Mr. Wallinger, is self-reflection important to you as an artist?
Self-reflection can be both literal and figurative, and it’s something that’s been developing in my work for quite a while. I think identity in a more social or cultural way was always a preoccupation of mine, and then in more recent years, it’s come down to something a bit more basic about myself; that’s to do with getting older, life events, things like that. Art has to have that personal drive or fascination or quest, at least for me, so reflection, illusions, perspective, and all those things that throw one back on one’s self and one’s own perceptions is something that I’ve always been fascinated by.
Is that why you often work with mirrors in your installations?
Yes, because the surface of the mirror is where the subject becomes an object. What a mirror does that fascinates me is it calls into question what one is and what one’s relationship is to oneself — and to the world in general. A perfect mirror throws back everything; every ray of light comes back to us and yet we know that what we’re looking at is without substance or weight.
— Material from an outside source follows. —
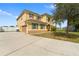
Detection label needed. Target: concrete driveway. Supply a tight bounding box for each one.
[0,32,79,56]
“It opened up a space that was kind of magical because everything was defying gravity up there.”
So what does that mean for us as viewers when we see our own reflections in your mirrored art pieces, like your Self-Reflection, or Superego?
Well, Self-Reflection is a piece I initially made two years ago at Freud’s study in London where he had spent the last year of his life; I chose to mirror the ceiling of his study. I think we might have all had some kind of cartoon notion of our conscious selves versus our unconscious selves and I was trying to theatricalize that further. So the interesting thing was actually not the viewer’s reflection but that of the furniture and the room.
What do you mean?
It opened up a space that was kind of magical because everything was defying gravity up there. And a lot of people said that things look more crisp and vivid than the actual objects of his study. I think that’s another thing why I’m fascinated with mirrors because it suggests this other world.
So your art is more concerned with how it interacts with the space than with how it interacts with the viewer?
Not necessarily! In my show at Hauser & Wirth, it’s extremely visual, it’s very much about the viewer. You mentioned Superego, and that is a mirrored version of the New Scotland Yard revolving sign which I built and mirrored in a one-to-one scale. It revolves at the same speed and so the mirror moving round and the fact that one cannot catch their reflection in it, I think, denotes something about surveillance or something more powerfully omnipresent above our heads. You know, we can sometimes be surprised by these kinds of meetings in mirrors, and a revolving one, seeing it at certain angles… There’s a weird allure to that. I want us to marvel at things that momentarily alienate us or estrange us or just make us think about ourselves in a slightly different way.
Would a photo that I take with my camera or a self-portrait on my phone accomplish the same thing?
A selfie is different because it refers to you as a 2D image, and I think that takes us off to another dimension entirely. We are constantly fascinated with this magic that can be done with the camera in turning three dimensions into two. And that’s why every so often there’s a little phase for 3D cinema and then it goes away because, actually, we just love what that abstraction does.
What’s something that you’ve noticed about yourself in observing your reflection in the mirrors you work with?
(Laughs) Oh… Well, that I’m getting older, of course! With mirrors it’s interesting because it is beyond our capacity to actually imagine what it’s going to send back from any particular angle. Much of my new work is about looking, searching, seeing, all those mirrored terms. I mean, I’m really making these things because essentially I’m just intrigued and excited to see, “How’s that going to look? How’s that going to turn out?” I love the feeling when suddenly, what seems to be your idea simply becomes a good idea. It’s out there and it’s for everyone else. And I think that’s the kind of joy and the pleasure of being an artist.
“Art was something apart from all the hoops that life put me through. It really was something for myself.”
How do you know when something has become a good idea?
Somebody once referred to it as a sort of taste in the head. Some things come as a hunch, or these little revelatory moments, or a train of thought bears some kind of fruit. I think it’s this feeling that, “Perhaps I’d like to share this.” And then you put them out into the world and they have to get on with it themselves, so you hope they have an independent life. I suppose I’m fascinated with thresholds, with the liminal, with something about to become something else. And if the work operates like that, then it doesn’t need me or anyone pointing the way too much. Public works for me are quite important as well because I find the context of history incredibly stimulating. It throws up a lot more things to deal with, you know, the problem solving things that I enjoy doing.
Has art always been something fairly introspective for you?
I hope I make work that has an appeal to most people. But certainly, as far back as I can remember, I wanted to be an artist. Growing up, I very quickly realized that I didn’t fancy any of the jobs I ended up doing along the way but even more importantly, I found making art to be really absorbing and rewarding, it wasn’t a part of any kind of school curriculum. I used to draw and paint at home, and it was something apart from all the hoops that life put me through. It really was something for myself.